Materials and Methods: Retrospective review of brain CT and MRI of children with cephalocele between 1/1/2011-11/30/2021 was performed in consensus. Demographic, clinical and surgical data were recorded. The location and size of defect, type of herniated tissue, posterior fossa size, hindbrain herniation (HH) into the upper spinal canal, tectal beaking (TB), cortical malformation (CM), corpus callosum abnormalities and hydrocephalus were collected. Clinical and radiologic outcome were noted.

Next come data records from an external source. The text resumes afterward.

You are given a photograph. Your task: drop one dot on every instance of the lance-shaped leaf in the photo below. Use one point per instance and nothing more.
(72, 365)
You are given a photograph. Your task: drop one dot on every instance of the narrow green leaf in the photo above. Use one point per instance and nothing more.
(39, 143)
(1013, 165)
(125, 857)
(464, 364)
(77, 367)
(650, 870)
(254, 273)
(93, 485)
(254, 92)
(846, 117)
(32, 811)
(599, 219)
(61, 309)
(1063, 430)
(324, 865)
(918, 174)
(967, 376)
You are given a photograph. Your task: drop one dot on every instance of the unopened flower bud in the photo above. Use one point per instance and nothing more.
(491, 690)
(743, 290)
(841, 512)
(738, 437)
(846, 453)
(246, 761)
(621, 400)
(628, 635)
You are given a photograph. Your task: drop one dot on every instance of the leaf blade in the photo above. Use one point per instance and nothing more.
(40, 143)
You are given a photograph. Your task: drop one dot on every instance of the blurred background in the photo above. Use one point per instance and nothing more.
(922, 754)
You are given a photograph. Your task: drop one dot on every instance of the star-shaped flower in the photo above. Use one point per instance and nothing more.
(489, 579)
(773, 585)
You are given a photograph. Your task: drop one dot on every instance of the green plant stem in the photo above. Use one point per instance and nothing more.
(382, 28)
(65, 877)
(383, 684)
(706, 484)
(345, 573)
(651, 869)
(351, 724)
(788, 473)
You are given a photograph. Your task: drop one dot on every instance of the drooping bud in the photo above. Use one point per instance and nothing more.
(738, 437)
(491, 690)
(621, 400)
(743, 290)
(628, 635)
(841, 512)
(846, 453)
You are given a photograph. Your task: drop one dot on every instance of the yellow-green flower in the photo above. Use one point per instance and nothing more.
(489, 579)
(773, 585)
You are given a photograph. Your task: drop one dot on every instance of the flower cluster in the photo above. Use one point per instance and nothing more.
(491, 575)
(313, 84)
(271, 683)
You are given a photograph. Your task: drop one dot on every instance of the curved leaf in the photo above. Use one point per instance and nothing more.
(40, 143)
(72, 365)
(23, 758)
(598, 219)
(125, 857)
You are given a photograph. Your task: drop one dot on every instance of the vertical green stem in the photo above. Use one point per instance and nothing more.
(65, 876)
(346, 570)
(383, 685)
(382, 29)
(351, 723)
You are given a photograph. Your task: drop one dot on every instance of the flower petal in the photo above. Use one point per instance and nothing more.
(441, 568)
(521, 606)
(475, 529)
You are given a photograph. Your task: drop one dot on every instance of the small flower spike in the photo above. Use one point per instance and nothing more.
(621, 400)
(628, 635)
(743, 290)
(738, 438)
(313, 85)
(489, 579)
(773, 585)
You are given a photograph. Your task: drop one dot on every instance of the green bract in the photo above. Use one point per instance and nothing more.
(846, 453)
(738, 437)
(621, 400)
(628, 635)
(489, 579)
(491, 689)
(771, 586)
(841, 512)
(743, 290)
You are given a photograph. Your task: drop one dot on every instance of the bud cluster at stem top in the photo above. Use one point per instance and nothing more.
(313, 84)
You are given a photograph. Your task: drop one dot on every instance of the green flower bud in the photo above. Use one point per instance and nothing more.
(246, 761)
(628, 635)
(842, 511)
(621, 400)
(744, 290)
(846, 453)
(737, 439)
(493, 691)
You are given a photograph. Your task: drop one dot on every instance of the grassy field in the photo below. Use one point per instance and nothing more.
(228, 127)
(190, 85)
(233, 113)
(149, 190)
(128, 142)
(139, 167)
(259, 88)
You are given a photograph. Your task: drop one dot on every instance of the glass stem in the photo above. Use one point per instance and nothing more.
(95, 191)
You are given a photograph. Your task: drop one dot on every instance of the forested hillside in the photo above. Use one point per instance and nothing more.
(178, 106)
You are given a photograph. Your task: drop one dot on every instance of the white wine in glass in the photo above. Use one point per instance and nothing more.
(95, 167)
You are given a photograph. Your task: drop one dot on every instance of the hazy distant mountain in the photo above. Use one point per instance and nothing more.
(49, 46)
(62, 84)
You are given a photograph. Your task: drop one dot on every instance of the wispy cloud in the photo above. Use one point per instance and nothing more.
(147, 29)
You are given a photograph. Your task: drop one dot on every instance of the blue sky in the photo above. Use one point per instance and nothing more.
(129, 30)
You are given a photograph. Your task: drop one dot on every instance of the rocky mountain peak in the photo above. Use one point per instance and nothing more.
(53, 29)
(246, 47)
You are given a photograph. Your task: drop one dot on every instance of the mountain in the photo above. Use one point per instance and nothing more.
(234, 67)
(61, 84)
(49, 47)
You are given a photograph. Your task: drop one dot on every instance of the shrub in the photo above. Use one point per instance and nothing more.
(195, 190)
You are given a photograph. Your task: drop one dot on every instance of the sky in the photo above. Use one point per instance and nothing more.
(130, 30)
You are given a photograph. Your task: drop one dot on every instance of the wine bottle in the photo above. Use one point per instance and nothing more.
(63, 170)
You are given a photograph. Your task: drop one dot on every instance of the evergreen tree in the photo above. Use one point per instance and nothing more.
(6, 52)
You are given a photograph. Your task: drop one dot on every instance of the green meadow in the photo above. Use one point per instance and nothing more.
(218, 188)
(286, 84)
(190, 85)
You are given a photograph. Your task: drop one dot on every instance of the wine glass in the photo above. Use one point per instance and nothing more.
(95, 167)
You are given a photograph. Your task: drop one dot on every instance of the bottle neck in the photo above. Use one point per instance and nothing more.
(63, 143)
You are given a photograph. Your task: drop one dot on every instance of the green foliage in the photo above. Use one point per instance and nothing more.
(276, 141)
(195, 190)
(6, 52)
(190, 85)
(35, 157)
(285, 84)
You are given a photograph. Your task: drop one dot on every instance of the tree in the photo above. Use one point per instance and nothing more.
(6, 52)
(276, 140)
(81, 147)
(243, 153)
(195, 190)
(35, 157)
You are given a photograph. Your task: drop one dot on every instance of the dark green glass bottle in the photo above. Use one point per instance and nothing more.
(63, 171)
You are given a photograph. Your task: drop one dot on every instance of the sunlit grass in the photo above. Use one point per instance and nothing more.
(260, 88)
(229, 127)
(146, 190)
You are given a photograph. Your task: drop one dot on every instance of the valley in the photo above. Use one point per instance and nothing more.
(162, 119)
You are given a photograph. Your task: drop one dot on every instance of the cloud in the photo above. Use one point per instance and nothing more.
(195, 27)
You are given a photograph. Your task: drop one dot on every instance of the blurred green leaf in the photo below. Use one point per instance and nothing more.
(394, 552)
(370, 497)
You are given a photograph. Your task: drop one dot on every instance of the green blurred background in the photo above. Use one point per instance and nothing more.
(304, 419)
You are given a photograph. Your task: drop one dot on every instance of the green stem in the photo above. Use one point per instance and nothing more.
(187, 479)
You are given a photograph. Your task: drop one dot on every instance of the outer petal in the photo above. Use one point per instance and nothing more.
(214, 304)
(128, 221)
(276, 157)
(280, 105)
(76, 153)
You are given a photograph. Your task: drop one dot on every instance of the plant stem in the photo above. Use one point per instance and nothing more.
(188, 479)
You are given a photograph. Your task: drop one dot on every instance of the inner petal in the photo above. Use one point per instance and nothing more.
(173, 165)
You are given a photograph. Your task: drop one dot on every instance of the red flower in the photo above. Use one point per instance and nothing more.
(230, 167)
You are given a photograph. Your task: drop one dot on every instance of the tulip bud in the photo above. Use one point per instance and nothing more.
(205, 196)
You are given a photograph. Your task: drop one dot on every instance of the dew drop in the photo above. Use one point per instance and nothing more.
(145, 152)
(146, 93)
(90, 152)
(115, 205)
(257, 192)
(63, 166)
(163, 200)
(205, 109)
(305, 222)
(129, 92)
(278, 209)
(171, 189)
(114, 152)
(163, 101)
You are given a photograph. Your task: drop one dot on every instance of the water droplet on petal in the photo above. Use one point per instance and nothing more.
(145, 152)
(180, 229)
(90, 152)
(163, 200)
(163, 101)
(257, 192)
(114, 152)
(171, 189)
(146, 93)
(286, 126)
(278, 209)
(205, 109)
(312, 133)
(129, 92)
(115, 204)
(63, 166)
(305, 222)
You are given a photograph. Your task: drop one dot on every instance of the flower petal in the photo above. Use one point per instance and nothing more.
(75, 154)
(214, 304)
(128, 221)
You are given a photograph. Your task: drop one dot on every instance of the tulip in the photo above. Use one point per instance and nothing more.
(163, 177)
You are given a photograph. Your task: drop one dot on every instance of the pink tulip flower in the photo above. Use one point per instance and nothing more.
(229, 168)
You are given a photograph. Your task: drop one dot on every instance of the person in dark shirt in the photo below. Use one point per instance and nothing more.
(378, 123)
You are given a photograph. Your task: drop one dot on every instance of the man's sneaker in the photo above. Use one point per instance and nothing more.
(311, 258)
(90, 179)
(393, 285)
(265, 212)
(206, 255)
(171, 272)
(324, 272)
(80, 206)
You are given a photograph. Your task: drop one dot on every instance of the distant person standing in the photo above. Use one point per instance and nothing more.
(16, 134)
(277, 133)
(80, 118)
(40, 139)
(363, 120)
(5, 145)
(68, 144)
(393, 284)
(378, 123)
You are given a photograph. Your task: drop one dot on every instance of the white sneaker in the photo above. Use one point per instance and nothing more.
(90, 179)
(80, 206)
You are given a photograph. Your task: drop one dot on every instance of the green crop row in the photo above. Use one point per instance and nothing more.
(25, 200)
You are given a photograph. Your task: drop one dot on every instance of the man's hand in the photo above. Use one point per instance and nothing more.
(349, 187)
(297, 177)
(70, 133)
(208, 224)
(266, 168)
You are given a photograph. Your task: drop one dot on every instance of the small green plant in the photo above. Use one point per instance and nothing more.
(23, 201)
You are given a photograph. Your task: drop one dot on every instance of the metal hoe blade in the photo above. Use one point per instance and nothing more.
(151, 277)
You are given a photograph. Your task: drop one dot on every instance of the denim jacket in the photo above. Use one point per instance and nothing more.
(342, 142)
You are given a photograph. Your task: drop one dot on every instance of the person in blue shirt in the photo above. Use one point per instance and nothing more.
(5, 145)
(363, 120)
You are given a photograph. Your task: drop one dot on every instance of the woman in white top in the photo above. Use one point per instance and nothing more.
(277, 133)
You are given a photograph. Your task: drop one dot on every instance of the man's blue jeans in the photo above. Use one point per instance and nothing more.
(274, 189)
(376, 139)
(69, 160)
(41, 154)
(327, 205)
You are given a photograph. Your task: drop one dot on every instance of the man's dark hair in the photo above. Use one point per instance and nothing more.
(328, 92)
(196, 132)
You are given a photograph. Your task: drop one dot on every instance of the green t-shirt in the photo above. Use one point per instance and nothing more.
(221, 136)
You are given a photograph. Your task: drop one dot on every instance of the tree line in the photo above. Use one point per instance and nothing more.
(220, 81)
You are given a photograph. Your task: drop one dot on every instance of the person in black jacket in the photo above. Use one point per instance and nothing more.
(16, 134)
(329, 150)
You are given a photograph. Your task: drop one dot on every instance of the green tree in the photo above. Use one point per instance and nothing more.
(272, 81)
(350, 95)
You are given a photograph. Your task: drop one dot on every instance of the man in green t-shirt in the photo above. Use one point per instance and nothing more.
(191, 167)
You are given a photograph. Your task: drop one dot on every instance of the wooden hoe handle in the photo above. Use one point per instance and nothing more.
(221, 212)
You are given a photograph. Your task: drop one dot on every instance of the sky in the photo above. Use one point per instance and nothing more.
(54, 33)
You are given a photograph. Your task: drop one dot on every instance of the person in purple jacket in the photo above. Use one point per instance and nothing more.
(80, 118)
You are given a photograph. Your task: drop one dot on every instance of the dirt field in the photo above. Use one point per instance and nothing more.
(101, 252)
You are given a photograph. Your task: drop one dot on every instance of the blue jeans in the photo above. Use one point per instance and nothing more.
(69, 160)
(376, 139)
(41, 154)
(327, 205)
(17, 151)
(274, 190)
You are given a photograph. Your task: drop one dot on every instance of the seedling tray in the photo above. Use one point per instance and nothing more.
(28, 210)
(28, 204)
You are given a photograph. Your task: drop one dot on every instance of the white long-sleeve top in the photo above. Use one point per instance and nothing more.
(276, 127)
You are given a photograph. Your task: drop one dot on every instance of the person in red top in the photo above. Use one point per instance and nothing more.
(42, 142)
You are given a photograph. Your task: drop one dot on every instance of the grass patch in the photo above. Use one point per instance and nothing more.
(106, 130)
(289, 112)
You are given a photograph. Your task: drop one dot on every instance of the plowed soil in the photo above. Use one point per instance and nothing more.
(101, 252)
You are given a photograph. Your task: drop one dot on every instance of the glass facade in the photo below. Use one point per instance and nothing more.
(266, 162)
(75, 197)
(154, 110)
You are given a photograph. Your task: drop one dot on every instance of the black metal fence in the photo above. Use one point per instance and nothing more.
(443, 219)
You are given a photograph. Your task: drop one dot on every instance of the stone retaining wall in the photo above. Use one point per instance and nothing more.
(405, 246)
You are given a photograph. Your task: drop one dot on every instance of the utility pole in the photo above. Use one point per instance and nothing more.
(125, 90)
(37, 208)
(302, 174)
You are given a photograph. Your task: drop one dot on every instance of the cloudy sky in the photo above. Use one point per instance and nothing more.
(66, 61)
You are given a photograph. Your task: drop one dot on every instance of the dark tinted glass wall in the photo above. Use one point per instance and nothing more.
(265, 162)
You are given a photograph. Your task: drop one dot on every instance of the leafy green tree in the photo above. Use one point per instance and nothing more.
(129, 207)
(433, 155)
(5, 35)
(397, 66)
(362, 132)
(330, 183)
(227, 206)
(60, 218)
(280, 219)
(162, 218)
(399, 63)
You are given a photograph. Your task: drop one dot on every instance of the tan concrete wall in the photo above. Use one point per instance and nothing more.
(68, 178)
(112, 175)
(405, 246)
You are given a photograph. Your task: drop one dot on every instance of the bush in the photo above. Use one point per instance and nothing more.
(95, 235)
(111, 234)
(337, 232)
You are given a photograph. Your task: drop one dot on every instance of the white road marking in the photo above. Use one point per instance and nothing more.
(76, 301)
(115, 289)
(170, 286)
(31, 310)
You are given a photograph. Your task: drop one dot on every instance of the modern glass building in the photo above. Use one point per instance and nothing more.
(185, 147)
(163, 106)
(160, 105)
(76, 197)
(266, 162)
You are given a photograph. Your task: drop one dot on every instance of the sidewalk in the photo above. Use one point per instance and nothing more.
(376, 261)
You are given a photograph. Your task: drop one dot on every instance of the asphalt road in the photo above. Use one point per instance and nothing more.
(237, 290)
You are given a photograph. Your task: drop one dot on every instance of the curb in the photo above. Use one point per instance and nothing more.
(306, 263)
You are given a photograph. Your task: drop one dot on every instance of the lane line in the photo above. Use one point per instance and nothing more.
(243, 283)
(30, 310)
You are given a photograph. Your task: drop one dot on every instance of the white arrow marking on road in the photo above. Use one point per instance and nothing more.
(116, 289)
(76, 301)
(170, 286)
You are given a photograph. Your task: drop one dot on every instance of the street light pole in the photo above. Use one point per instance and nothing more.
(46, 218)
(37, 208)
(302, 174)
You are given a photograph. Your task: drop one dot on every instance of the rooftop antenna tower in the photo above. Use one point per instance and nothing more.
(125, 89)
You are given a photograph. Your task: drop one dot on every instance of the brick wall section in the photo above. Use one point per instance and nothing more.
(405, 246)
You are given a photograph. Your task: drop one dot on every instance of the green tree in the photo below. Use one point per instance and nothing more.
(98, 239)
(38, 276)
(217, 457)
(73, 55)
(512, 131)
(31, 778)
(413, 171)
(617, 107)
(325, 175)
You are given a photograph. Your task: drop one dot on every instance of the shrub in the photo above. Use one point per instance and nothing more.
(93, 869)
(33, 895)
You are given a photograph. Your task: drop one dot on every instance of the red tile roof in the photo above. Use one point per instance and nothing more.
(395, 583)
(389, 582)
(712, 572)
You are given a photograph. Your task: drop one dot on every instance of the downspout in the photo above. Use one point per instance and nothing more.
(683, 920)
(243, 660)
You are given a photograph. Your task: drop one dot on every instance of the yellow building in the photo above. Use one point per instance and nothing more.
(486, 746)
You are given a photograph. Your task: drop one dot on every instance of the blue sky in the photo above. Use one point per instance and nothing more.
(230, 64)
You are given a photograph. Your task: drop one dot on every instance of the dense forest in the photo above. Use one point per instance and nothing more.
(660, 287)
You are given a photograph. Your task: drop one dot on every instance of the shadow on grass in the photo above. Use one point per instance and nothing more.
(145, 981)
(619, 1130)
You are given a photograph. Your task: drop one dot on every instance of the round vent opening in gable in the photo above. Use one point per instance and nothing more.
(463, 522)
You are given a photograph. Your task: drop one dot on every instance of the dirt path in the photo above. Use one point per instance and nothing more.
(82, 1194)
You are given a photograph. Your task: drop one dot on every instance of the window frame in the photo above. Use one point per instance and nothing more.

Results: Twenty-six patients were included (19 females, 73%) with mean age at diagnosis 121+/-565 days. Neuroimaging showed occipital defect in 23 (89%), meningoencephalocele in 18 (69%) and small posterior fossa in 18 (69%). HH was present in 12 (46%), TB in 5 (19%) and CM in 11 (42%). No hydrocephalus in 15 (58%), normal corpus callosum in 11 (42%) patients. One patient did not have documented clinical follow-up note. Sixteen (64%) had good outcome. No statistically significant difference in clinical outcome regarding the radiologic findings at diagnosis. Small posterior fossa (p=0.04) and presence of HH (p=0.001) on initial imaging was associated with postsurgical HH. Defect location (p=0.03) and presence of hydrocephalus (p=0.01) on initial imaging was associated with postsurgical hydrocephalus.

Conclusions: Less than half of cephalocele patients demonstrate Chiari II-like findings on initial imaging. Variable changes in HH and hydrocephalus occur following surgery suggesting that it is an acquired deformity sequence.